Thompson, who uploaded the view from her home as “proof,” now counts herself among those feeling unsafe.
After participating in the experiment, she’s skeptical of whether the university’s COVID-19 policies are actually working.
“It definitely makes me question everyone else’s vaccination status … Literally anyone can say they’ve been vaccinated [even] if they haven’t with this system, which is a little nerve-racking because people could just be lying, going on campus without their vaccines,” she said. “The whole reason we have this system is to prevent that. So if the system is broken, or not doing its job, then what’s the point of even having it?”
Ruddy said he was “insulted and disappointed” when he saw the system accepted his false information.
It makes him feel like the university’s policies give its community members a false sense of hope ahead of January’s in-person return, he said.

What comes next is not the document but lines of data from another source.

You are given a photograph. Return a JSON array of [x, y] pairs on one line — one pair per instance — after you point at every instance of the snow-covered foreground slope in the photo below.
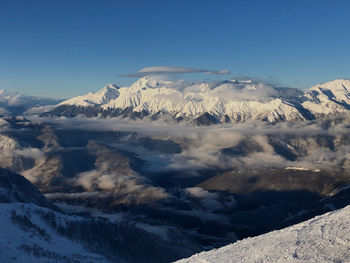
[[224, 101], [325, 238], [26, 237]]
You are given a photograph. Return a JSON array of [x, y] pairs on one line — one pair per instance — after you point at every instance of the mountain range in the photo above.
[[211, 102]]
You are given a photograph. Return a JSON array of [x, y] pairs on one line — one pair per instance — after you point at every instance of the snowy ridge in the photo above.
[[325, 238], [229, 100]]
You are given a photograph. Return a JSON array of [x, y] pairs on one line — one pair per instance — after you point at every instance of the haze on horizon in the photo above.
[[62, 49]]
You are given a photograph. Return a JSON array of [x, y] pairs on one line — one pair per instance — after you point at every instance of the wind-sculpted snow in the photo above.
[[211, 102], [324, 238]]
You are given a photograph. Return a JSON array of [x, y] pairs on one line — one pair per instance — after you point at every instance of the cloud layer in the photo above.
[[165, 70]]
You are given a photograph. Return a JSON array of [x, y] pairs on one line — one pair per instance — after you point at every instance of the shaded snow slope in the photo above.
[[26, 237], [325, 238]]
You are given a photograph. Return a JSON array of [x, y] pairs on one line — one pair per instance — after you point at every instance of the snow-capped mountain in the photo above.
[[324, 238], [224, 101]]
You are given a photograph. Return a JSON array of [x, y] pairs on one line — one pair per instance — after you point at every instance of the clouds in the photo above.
[[166, 70]]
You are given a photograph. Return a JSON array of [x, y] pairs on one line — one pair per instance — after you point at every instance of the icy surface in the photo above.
[[238, 100], [36, 241], [325, 238]]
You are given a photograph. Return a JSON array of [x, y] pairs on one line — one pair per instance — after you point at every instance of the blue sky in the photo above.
[[66, 48]]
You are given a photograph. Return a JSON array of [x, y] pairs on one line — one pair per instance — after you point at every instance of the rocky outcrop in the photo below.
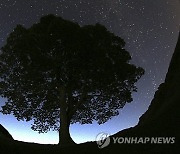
[[165, 107], [162, 119], [4, 133]]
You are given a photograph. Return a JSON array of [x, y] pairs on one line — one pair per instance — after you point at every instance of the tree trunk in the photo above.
[[64, 134]]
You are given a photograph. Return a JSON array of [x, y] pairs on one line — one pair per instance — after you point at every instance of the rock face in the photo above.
[[162, 119], [4, 133], [164, 111]]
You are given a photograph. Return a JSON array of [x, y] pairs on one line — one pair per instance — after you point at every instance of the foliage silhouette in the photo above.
[[57, 72]]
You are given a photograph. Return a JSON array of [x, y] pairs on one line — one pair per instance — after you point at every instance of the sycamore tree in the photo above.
[[57, 73]]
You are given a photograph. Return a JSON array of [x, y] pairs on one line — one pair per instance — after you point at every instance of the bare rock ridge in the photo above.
[[165, 107], [4, 133]]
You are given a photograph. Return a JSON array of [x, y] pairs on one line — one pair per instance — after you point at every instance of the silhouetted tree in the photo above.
[[57, 73]]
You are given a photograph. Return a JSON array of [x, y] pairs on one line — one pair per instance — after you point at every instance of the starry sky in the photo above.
[[149, 28]]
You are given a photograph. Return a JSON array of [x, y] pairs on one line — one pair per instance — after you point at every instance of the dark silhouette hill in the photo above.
[[4, 132], [162, 119]]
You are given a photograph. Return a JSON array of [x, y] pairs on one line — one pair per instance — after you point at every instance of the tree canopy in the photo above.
[[57, 66]]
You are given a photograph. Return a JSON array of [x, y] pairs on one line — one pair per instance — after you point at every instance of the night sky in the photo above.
[[150, 29]]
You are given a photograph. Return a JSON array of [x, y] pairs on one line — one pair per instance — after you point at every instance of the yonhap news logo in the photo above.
[[103, 140]]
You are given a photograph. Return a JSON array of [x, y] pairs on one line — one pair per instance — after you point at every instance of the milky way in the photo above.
[[149, 28]]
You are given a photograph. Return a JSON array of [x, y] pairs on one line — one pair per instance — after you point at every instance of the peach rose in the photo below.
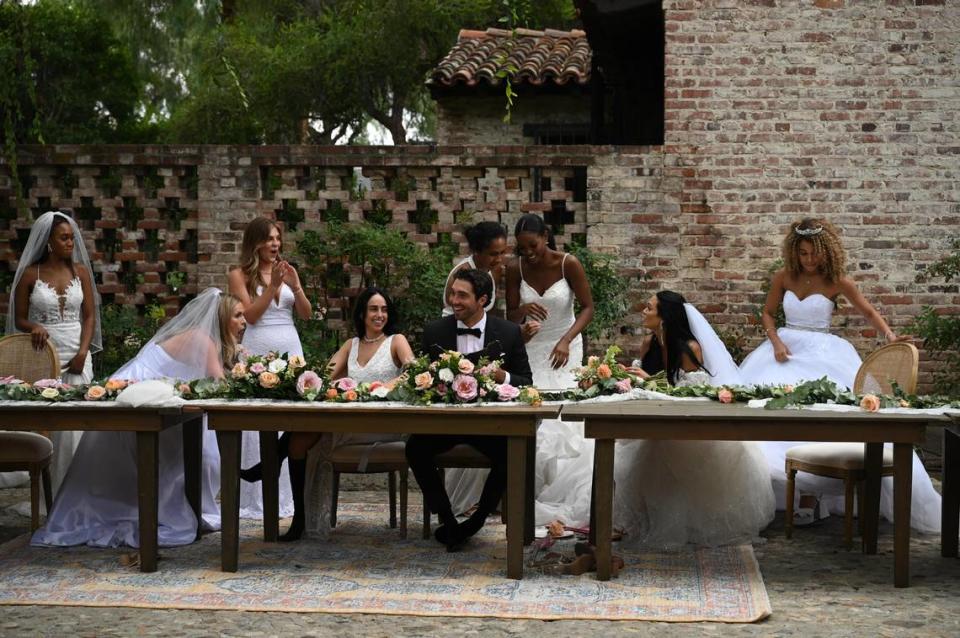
[[870, 403], [95, 393], [268, 380], [115, 385]]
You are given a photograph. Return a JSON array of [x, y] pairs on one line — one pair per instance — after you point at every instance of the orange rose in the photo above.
[[268, 380], [870, 402]]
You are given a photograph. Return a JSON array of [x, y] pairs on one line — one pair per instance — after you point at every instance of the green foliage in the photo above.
[[375, 255], [609, 290], [941, 333]]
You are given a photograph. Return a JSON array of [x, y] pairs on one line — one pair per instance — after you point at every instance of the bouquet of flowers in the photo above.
[[453, 379]]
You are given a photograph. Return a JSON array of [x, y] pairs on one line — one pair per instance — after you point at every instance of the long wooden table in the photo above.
[[146, 423], [518, 423], [704, 421]]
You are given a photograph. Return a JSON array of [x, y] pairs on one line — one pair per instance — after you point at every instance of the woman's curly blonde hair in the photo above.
[[826, 242]]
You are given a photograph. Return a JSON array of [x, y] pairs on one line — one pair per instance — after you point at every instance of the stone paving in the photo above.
[[816, 588]]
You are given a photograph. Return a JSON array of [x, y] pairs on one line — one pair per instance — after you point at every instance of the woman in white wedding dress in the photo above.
[[270, 290], [671, 493], [377, 354], [804, 349], [97, 504], [54, 297]]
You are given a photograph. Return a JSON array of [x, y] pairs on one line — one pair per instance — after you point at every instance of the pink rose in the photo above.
[[423, 380], [465, 387], [506, 392], [870, 402], [345, 384], [95, 393], [268, 380], [309, 380]]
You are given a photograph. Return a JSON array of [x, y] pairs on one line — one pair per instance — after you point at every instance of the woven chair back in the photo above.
[[898, 362], [18, 358]]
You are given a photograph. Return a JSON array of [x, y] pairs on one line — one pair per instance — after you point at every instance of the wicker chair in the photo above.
[[895, 362], [387, 457], [27, 451]]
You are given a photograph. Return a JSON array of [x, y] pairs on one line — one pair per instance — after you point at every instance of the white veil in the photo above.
[[716, 358], [36, 249], [190, 342]]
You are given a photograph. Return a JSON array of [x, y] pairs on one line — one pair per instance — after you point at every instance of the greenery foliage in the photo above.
[[941, 333]]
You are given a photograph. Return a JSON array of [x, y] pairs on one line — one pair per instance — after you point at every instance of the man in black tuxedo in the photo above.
[[471, 331]]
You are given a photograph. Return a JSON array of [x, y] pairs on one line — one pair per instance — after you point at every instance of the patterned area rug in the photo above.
[[366, 568]]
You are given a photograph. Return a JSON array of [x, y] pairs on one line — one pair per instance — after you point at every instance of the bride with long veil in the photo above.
[[671, 493]]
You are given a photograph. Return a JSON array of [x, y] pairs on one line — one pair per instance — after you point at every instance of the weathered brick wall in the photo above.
[[775, 110]]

It’s possible that the RyersonSafe app’s automatic greenlight in cases where a person falsely submits proof of vaccination is the result of a failure to thoroughly test parts of the app during product development, said Lakshmi Baskaran, vice-president of engineering for SEDNA Systems.
“When you build the software, you [must] ensure that the software is thoroughly tested, especially in a product or an app like this where the product or an app deals with a user’s personal identification information,” Baskaran said. “The software should be tested to ensure that there are no loopholes.”
She suggested the university subject the RyersonSafe app to more negative test cases to close the loopholes and make sure the app does not approve fake vaccine information and photos.
For example, Baskaran explained, a pending process could be put in place to give the university time to review each submission.
Then the school could ensure it is only approving vaccine certificates once they are verified.
“We as software developers have to ensure that the products we build are safe, secure and reliable,” she said, calling it an “ethical obligation.”
The university did not respond to a question about whether it would consider implementing a pending process that does not automatically greenlight people who submit proof of vaccination even if the “proof” isn’t real.
The easy fix, Karbaliotis said, is to use the province’s certificate.
That certificate also operates a QR code system. Businesses can use it, but they aren’t mandated to. Karbaliotis wonders if that might change.
“It’s tied to your name,” he said, so it will “prevent the editing of PDFs approach, which is allowing this kind of craziness to go on.”